Pak origin Scotland's 1st Minister Humza Yousaf quits his post after government collapses without allies as he terminates coalition with Greens angering the SNP - Greens to bring no confidence motion shortly
Mr. Yousaf, the leader of the Scottish National Party, announced that he
was stepping down, days after the collapse of his coalition government over a
funding scam
By Ashe N Ayer
Scotland’s first minister, Humza Yousaf, quit his post Monday after serving for over a year as leader of the pro-independence Scottish National Party. His resignation followed a fresh setback to the Scottish National Party, engulfed in a slow-burning crisis over a funding scandal that erupted after a popular leader, Nicola Sturgeon, stepped down last year.
Mr. Yousaf’s departure looked imminent after he ended a powr sharing
agreement with his coalition partner, the Scottish Green Party. The two parties
had clashed over climate goals and trans-gender rights, but his abrupt decision to end the
alliance angered the Greens leaving him as the head of a minority government
sans allies.
His detractors pressed for two motions of no confidence, scheduled for later
this week.
Mr. Yousaf, who was Scotland’s first Muslim leader, announced his plan to quit in a speech on Monday at Bute House in Edinburgh, the official residence of the Scottish first minister.

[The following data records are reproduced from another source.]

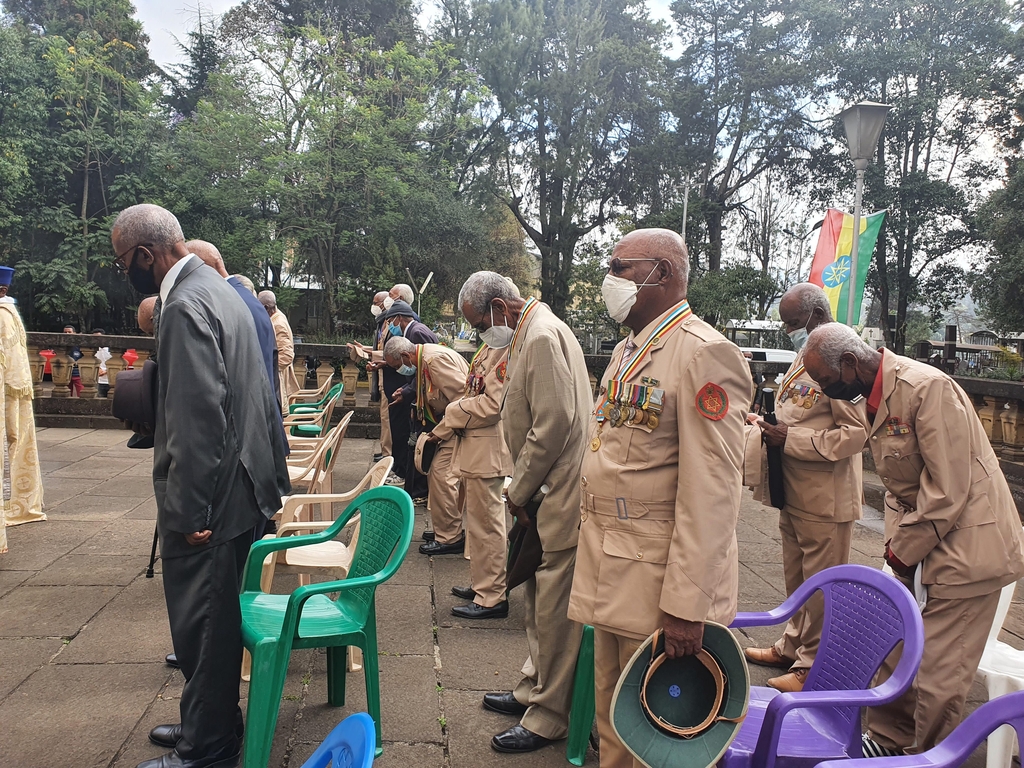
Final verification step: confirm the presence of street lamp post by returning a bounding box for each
[839,101,892,328]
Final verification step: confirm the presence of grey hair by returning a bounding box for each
[806,323,877,373]
[459,271,522,314]
[388,283,413,306]
[612,227,690,287]
[256,291,278,309]
[783,283,834,322]
[231,274,256,296]
[384,336,416,362]
[112,203,185,248]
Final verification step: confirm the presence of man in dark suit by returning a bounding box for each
[111,205,290,768]
[381,301,437,503]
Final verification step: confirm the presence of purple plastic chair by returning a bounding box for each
[818,691,1024,768]
[719,565,925,768]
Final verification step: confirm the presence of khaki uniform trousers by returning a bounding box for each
[867,579,999,754]
[425,440,462,544]
[381,391,391,457]
[462,477,508,608]
[512,547,583,738]
[775,514,854,670]
[594,627,643,768]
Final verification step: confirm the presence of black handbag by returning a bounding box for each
[507,502,544,592]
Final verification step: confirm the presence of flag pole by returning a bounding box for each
[846,159,867,328]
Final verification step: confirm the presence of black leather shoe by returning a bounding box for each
[483,690,528,718]
[452,600,509,618]
[420,534,466,555]
[136,731,239,768]
[150,710,246,750]
[489,723,553,753]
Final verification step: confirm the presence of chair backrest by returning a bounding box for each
[988,569,1017,643]
[340,485,414,608]
[794,565,924,743]
[309,411,355,494]
[302,712,377,768]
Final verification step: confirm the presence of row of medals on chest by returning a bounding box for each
[590,381,665,451]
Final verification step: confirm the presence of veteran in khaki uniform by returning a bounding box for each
[568,229,753,768]
[384,336,469,555]
[459,271,593,753]
[743,283,867,692]
[442,344,520,618]
[804,323,1024,756]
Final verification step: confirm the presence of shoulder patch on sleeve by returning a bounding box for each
[695,381,729,421]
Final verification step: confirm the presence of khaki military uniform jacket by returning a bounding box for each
[502,303,593,552]
[868,351,1024,598]
[568,303,754,639]
[749,350,867,523]
[411,344,469,442]
[444,345,512,478]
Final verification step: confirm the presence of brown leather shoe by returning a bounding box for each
[743,645,796,669]
[768,670,807,693]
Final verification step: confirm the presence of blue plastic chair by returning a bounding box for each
[818,691,1024,768]
[302,712,377,768]
[719,565,925,768]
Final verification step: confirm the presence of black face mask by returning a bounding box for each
[128,257,160,296]
[821,379,864,400]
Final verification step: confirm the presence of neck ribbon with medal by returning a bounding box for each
[416,344,437,429]
[590,301,693,451]
[778,364,817,409]
[466,344,487,397]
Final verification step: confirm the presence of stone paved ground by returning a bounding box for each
[0,429,1024,768]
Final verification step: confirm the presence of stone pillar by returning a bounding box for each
[106,347,125,400]
[341,360,359,408]
[975,396,1006,453]
[29,344,46,398]
[50,349,75,397]
[997,400,1024,462]
[78,349,99,400]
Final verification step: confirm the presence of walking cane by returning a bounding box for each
[145,527,160,579]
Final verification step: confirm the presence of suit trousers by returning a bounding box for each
[775,508,854,670]
[512,547,583,738]
[462,477,508,608]
[594,627,643,768]
[163,530,253,759]
[427,440,462,544]
[867,579,999,754]
[381,397,391,456]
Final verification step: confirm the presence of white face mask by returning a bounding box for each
[601,259,657,323]
[480,306,515,349]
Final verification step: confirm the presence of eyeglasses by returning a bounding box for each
[114,243,153,273]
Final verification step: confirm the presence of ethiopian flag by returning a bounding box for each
[809,208,886,323]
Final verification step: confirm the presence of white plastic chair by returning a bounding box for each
[978,582,1024,768]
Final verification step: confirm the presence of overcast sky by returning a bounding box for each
[135,0,671,66]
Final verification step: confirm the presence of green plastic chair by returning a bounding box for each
[288,382,345,414]
[240,486,413,768]
[565,624,597,765]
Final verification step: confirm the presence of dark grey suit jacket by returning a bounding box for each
[153,258,291,558]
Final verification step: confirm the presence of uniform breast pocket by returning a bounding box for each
[594,530,671,632]
[879,435,925,482]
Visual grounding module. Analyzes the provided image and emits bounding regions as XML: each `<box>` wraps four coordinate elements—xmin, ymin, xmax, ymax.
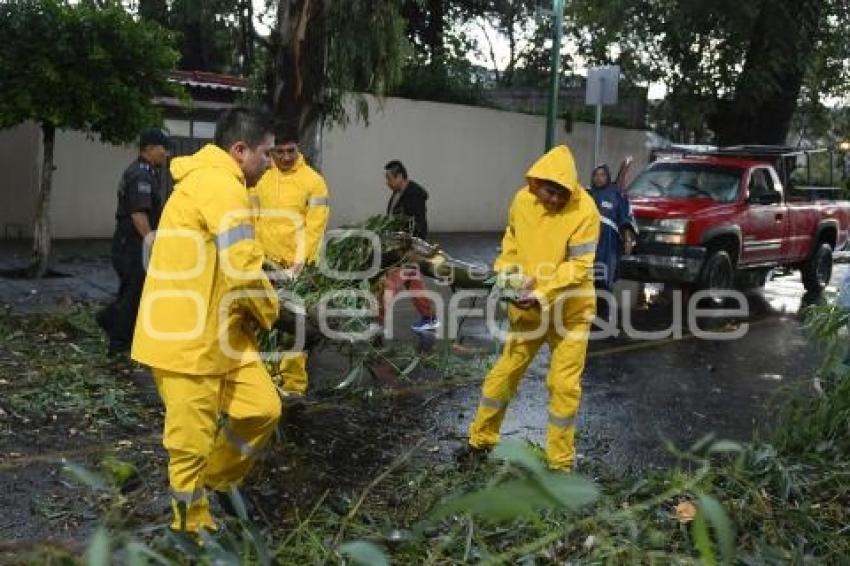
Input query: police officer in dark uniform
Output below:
<box><xmin>97</xmin><ymin>129</ymin><xmax>171</xmax><ymax>356</ymax></box>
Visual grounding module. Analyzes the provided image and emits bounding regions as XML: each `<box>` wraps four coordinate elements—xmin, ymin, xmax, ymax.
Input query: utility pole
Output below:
<box><xmin>546</xmin><ymin>0</ymin><xmax>564</xmax><ymax>151</ymax></box>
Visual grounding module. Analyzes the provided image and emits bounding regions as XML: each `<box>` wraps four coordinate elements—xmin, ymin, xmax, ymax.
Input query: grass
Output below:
<box><xmin>0</xmin><ymin>306</ymin><xmax>147</xmax><ymax>426</ymax></box>
<box><xmin>0</xmin><ymin>306</ymin><xmax>850</xmax><ymax>565</ymax></box>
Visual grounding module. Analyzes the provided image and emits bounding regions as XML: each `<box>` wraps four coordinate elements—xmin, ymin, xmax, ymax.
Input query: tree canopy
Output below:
<box><xmin>569</xmin><ymin>0</ymin><xmax>850</xmax><ymax>144</ymax></box>
<box><xmin>0</xmin><ymin>0</ymin><xmax>179</xmax><ymax>276</ymax></box>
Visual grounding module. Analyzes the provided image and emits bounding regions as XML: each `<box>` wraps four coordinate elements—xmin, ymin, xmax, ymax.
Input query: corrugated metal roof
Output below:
<box><xmin>169</xmin><ymin>71</ymin><xmax>248</xmax><ymax>92</ymax></box>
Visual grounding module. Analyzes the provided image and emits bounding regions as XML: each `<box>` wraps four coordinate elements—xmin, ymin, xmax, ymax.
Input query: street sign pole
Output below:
<box><xmin>591</xmin><ymin>77</ymin><xmax>605</xmax><ymax>171</ymax></box>
<box><xmin>584</xmin><ymin>65</ymin><xmax>620</xmax><ymax>173</ymax></box>
<box><xmin>546</xmin><ymin>0</ymin><xmax>564</xmax><ymax>151</ymax></box>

“I have concluded that repairing our relationships across the political
divide can only be done with someone else at the helm,” Mr. Yousaf said in a
short and at times emotional statement. He admitted that he had “clearly
underestimated the level of hurt and upset” that his abrupt decision to end the
coalition had caused, and said he would continue as first minister — the head
of the Scottish government — until his successor was elected.
Yusaf’s resignation brings with it a new twist in a dramatic change in fortune for the S.N.P., which has dominated the country’s politics for more than a decade and which campaigns for Scottish independence from the United Kingdom.
Scotland’s
Coalition Government: Scotland’s first minister, Humza Yousaf, abruptly
ended a coalition agreement between his Scottish National Party and the
Scottish Green Party, creating a new set of challenges for
an embattled leader whose party has been engulfed in a funding scandal, the New
York Times reported from London.
The party secured a referendum on that issue in 2014, but 55.3 percent
of Scots voted to remain in the United
Kingdom, and polls suggest that just over half of voters continue to reject independence.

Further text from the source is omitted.